I just find out that standard std deque is really slow when comparing with my "home-made" version of stack that use pre-allocated array.
This is code of my stack:
template <class T>
class FastStack
{
public:
T* st;
int allocationSize;
int lastIndex;
public:
FastStack(int stackSize);
FastStack();
~FastStack();
inline void resize(int newSize);
inline void push(T x);
inline void pop();
inline T getAndRemove();
inline T getLast();
inline void clear();
};
template <class T>
FastStack<T>::FastStack()
{
lastIndex = -1;
st = NULL;
}
template <class T>
FastStack<T>::FastStack(int stackSize)
{
st = NULL;
this->allocationSize = stackSize;
st = new T[stackSize];
lastIndex = -1;
}
template <class T>
FastStack<T>::~FastStack()
{
delete [] st;
}
template <class T>
void FastStack<T>::clear()
{
lastIndex = -1;
}
template <class T>
T FastStack<T>::getLast()
{
return st[lastIndex];
}
template <class T>
T FastStack<T>::getAndRemove()
{
return st[lastIndex--];
}
template <class T>
void FastStack<T>::pop()
{
--lastIndex;
}
template <class T>
void FastStack<T>::push(T x)
{
st[++lastIndex] = x;
}
template <class T>
void FastStack<T>::resize(int newSize)
{
if (st != NULL)
delete [] st;
st = new T[newSize];
}
.
I run this simple benchmark for deque:
std::deque<int> aStack;
int x;
HRTimer timer;
timer.Start();
for (int i = 0; i < 2000000000; i++)
{
aStack.push_back(i);
x = aStack.back();
if (i % 100 == 0 && i != 0)
for (int j = 0; j < 100; j++)
aStack.pop_back();
}
double totalTime = timer.Stop();
stringstream ss;
ss << "std::deque " << totalTime;
log(ss.str());
.
Using std stack with vector as container (as 'Michael Kohne' suggested)
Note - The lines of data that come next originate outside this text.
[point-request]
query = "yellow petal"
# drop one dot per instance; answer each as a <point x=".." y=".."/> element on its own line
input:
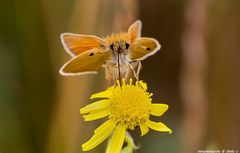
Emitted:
<point x="116" y="142"/>
<point x="143" y="85"/>
<point x="158" y="126"/>
<point x="101" y="104"/>
<point x="96" y="115"/>
<point x="105" y="125"/>
<point x="158" y="109"/>
<point x="104" y="94"/>
<point x="102" y="133"/>
<point x="144" y="129"/>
std::stack<int, std::vector<int>> bStack;
int x;
HRTimer timer;
timer.Start();
for (int i = 0; i < 2000000000; i++)
{
bStack.push(i);
x = bStack.top();
if (i % 100 == 0 && i != 0)
for (int j = 0; j < 100; j++)
bStack.pop();
}
double totalTime = timer.Stop();
stringstream ss;
ss << "std::stack " << totalTime;
log(ss.str());
.
And the same one for my FastStack:
FastStack<int> fstack(200);
int x;
HRTimer timer;
timer.Start();
for (int i = 0; i < 2000000000; i++)
{
fstack.push(i);
x = fstack.getLast();
if (i % 100 == 0 && i != 0)
for (int j = 0; j < 100; j++)
fstack.pop();
}
double totalTime = timer.Stop();
stringstream ss;
ss << "FastStack " << totalTime;
log(ss.str());
.
The results after 4 runs are as follows:
deque 15.529
deque 15.3756
deque 15.429
deque 15.4778
stack 6.19099
stack 6.1834
stack 6.19315
stack 6.19841
FastStack 3.01085
FastStack 2.9934
FastStack 3.02536
FastStack 3.00937
The results are in seconds and I was running the code on Intel i5 3570k (on default clock). I used VS2010 compiler with all optimizations that are available.
I know that my FastStack has a lot of limitations but there are plenty situations, where it could be used and when it can give nice boost! (I used it in one project where I get 2x speed up comparing to std::queue).
So now my question is:
Are there any other "inhibitors" in C++ that everybody use but no one knows about them?
EDIT: I don't want to be offensive, I'm just curious if you know some unknown "speedups" like this.
You are comparing apples and oranges. The dequeue is DOUBLE-ENDED, which requires it to be quite a bit different internally than the simple stack you've implemented. Try running your benchmark against an std::stack<int, std::vector<int> >
instead and see how you do. std::stack is a container adapter, and if you use a vector as the underlying container, it should be nearly as fast as your home-grown implementation.
The one down side is that the std::stack implementation doesn't have a way for you to pre-set the size, so in situations where you KNOW what the max size needs to be, it'll be a little slower initially as it has to re-allocate several times. After that, it will be pretty much the same.